日常の仕事で出てくる国際化

監事の税理士の森本進です。新型コロナウィルスが発生してもう丸二年が経ち、この間真新しい出来事があまりないため、今回は私の専門に絡む税務に係わる国際化について書かせて頂きます。

日本の相続税は、基礎控除を超える方だけが申告する必要があります。現在の基礎控除は、「3,000万+600万×法定相続人の数」となっており、例えば、母が亡くなり、相続人が子二人だけの場合には、4,200万を超える財産を母が持っていれば、税務署に申告する必要があります。
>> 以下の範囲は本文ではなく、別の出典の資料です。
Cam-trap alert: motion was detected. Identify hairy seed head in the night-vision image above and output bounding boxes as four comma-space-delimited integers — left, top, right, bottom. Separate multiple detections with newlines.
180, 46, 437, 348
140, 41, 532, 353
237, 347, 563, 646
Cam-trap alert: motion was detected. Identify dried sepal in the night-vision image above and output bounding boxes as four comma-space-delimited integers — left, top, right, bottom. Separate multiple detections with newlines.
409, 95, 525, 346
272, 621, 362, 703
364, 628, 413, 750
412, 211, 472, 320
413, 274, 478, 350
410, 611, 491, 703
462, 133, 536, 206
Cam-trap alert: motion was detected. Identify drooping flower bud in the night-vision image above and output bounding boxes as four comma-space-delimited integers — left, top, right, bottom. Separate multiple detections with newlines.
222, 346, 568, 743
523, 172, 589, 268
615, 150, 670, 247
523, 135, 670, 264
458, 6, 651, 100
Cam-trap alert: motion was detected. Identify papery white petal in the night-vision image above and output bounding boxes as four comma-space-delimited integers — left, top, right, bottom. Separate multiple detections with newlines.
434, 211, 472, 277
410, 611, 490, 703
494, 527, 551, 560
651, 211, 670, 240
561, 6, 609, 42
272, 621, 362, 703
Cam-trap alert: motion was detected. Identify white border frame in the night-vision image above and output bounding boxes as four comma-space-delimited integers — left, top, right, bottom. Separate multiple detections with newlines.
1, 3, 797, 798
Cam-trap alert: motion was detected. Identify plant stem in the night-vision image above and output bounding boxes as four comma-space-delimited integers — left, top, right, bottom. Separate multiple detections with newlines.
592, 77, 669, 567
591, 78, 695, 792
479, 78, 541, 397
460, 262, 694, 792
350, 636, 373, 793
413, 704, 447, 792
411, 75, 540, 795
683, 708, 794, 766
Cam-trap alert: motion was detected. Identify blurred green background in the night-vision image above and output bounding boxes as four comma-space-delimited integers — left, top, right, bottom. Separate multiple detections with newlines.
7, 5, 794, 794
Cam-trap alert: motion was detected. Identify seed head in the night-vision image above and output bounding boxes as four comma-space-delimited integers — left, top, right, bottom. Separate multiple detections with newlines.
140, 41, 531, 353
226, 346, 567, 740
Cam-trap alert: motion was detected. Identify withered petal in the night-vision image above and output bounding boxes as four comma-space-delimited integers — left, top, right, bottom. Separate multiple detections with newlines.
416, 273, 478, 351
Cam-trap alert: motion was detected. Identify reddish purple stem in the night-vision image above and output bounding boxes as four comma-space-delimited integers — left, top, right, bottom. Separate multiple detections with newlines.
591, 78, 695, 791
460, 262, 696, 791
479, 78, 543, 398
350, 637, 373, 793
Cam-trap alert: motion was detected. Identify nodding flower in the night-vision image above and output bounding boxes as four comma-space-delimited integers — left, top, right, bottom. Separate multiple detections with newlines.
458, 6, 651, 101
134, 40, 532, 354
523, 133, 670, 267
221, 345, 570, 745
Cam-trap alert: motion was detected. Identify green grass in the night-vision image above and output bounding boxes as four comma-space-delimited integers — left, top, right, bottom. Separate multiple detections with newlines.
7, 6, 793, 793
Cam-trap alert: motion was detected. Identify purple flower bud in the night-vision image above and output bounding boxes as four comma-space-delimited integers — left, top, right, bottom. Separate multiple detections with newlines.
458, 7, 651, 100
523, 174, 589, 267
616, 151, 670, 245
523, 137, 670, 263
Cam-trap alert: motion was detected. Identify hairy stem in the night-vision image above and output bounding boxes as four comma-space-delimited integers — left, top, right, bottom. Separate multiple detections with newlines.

相続税の申告をする場合、相続人が協力し合って申告作業を進めるのですが、ここ最近増えたのが、相続人(子)が海外にいるケースです。一番多いのは、やはりアメリカですが、それ以外にもインド、チリなどのケースがありました。相続税の申告は、亡くなってから10ヶ月以内にしなければなりません。子が海外在住者の場合も例外はなく、他の相続人と連携して、期限内に終わらせる必要があります。ここ数年、スカイプ等を利用して打ち合わせができるようになったため、だいぶスムーズに申告作業を進められるようになりました。

ただ、どうしても出てくる大変な作業が、遺産分割協議書の作成になります。この遺産分割協議書がなければ、相続税の申告ができないだけでなく、不動産の名義変更や銀行預金の払い戻しもすることできません。普通は、相続人が署名、実印を押印し、印鑑証明書を添付して完成させるのですが、海外在住で日本の住民登録を抹消している場合には、この印鑑証明書がありません。この印鑑証明書の代わりに必要になるのが、「サイン証明」です。遺産分割協議書の現物を現地の日本大使館や領事館に持参し、領事の面前で遺産分割協議書に署名して捺印を押します。この遺産分割協議書に領事作成のサイン証明書をくっつけその部分に領事の割り印をして、印鑑証明書の代わりとします。

大変なのは、大使館または領事館に行かなければならないことです。アメリカなど国土が大きな国になると、飛行機で行かなければならない相続人もいました。亡くなってから10ヶ月以内には、遺産分割協議書を作成し申告を完了させなければならいため、相続人が海外在住の場合には、より一層のスケジュール管理が必要となります。

この間、相続税申告に関して一点改善された点があります。それは、令和1年10月より、電子申告が可能となった点です。それ以前は、相続税の申告書についても、海外に郵送し、海外在住者の署名、押印、日本への返送が必要でしたが、それ以降は、税理士が海外在住者の了承を得れば、代理で電子申告をすることが出来るようになりました。

相続税に関して国際化の観点から記しましたが、「サイン証明」だけは、今でも大変な作業として残っています。これだけ国際化が進み、海外で活躍している日本人が増えている現状を考えると、何らかの対応が必要だと思っています。